With this protection, many persons seemed to agree with Maria Elvira Rojas, who set up her sidewalk fruit stand, as she does every day. “If I go on strike,” she said as she polished her red apples, “I don’t sell. And I have a family to feed.”

Wherever crowds formed, as at the market area known as La Victoria, police arrested hundreds of people. Those detained were forced into city dump trucks under police guard and taken to detention centers. By noon, the city’s bullfighting ring was full of prisoners squatting in the sun under guard.

The national day of protest was called by the Communist-led labor union confederation--one of four labor confederations in Colombia--and was backed by the major guerrilla organizations that have signed a truce with the government designed to halt recurrent fighting with the military here.

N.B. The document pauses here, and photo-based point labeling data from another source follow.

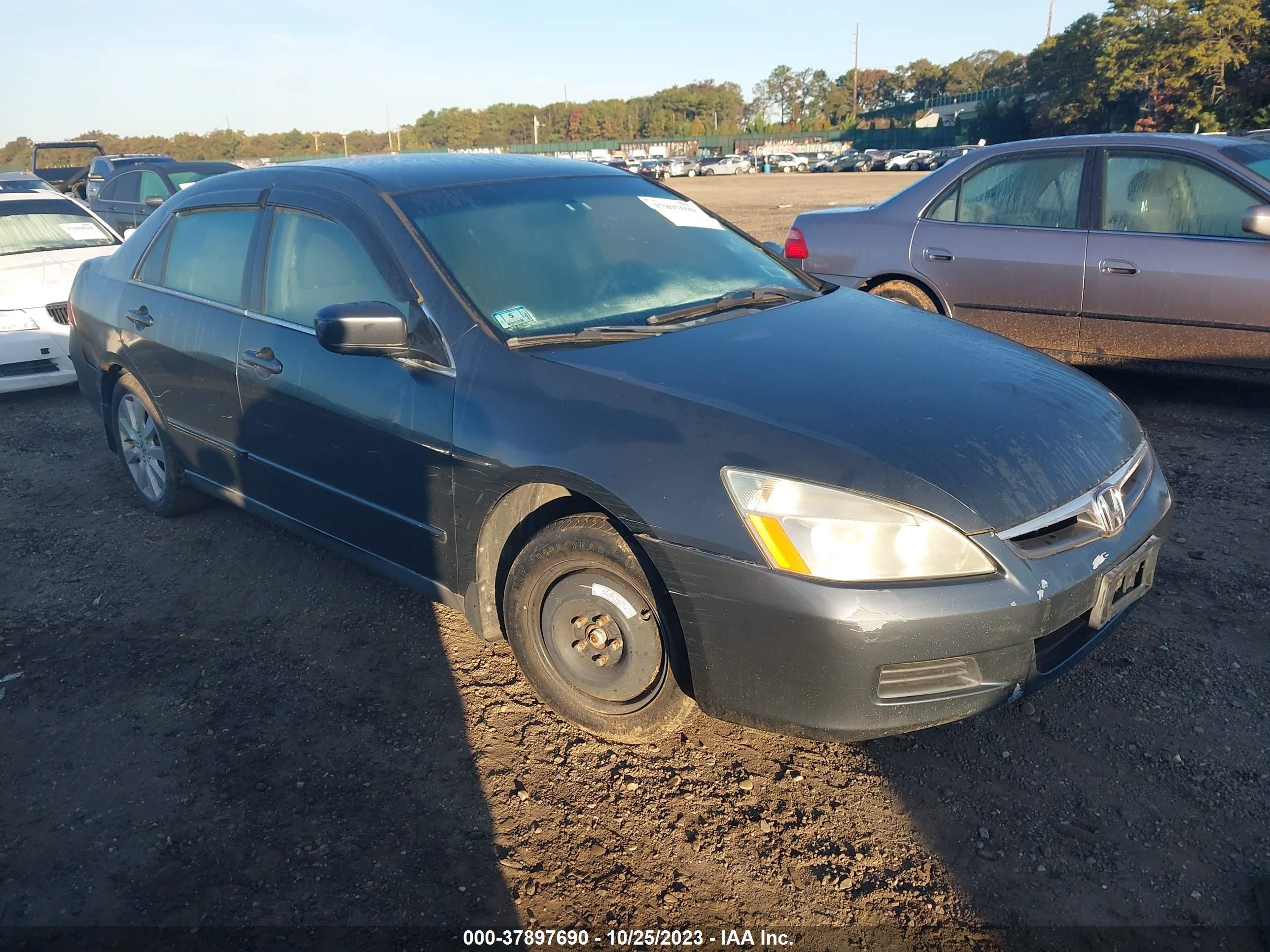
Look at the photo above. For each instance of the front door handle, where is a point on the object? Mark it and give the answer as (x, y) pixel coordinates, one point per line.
(263, 360)
(141, 316)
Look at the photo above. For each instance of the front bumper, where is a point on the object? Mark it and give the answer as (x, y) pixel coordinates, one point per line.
(34, 358)
(788, 654)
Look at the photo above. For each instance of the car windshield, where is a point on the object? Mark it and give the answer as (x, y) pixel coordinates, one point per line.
(54, 225)
(556, 256)
(1256, 158)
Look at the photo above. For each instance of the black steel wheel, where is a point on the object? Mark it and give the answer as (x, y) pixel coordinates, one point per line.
(590, 635)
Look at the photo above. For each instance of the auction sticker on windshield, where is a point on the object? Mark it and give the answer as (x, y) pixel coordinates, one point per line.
(685, 215)
(515, 318)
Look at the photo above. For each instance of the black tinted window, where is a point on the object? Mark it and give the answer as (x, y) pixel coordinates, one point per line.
(209, 253)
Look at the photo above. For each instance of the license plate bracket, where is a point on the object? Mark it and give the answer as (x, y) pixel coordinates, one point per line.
(1126, 583)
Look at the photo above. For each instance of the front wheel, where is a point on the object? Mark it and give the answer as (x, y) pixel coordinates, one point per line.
(590, 635)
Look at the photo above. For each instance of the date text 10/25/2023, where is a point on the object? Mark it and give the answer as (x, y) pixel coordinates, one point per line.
(581, 938)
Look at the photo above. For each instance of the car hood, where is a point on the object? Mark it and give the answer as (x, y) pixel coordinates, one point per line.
(42, 278)
(889, 394)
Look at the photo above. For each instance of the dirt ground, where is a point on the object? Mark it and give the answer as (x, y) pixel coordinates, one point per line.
(210, 723)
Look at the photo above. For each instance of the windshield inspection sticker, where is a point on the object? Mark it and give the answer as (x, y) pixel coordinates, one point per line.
(684, 215)
(515, 318)
(82, 230)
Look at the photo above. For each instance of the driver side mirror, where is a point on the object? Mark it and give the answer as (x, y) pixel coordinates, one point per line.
(1256, 220)
(371, 329)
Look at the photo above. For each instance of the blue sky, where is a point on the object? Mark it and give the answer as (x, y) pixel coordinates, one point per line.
(151, 67)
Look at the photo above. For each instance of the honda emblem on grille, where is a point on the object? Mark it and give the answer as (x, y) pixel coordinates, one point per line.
(1108, 510)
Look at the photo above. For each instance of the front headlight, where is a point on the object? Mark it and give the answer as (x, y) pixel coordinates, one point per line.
(17, 320)
(831, 534)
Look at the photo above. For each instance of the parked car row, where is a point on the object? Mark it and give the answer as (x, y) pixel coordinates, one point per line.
(1099, 248)
(259, 318)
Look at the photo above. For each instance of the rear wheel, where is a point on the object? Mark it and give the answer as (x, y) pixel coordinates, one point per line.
(588, 634)
(148, 455)
(906, 292)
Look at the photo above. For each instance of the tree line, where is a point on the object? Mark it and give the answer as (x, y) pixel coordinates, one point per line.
(1147, 65)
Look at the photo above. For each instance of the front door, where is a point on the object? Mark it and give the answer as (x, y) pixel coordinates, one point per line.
(354, 447)
(181, 319)
(1005, 247)
(1170, 273)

The protest and strike had the support of the Communist-backed Revolutionary Armed Forces (FARC) and the M-19, both of which accepted the truce, and other more radical guerrilla groups, such as the National Liberation Army (ELN), which rejected the truce.

Sporadic Violence

The day brought sporadic acts of violence, including an ELN guerrilla attack on Caceres, a town in Antioquia department, where the mayor, two other town officials and three police officers were killed. Unidentified saboteurs placed explosive charges on electric towers south of Bogota, causing minor disruption of power supplies.

The strike forced the populist Betancur to employ a display of military security that he had tried to avoid. Betancur offered the guerrillas an amnesty and the truce as part of a policy of pacification that has been the main concern of his government since he took office in 1982.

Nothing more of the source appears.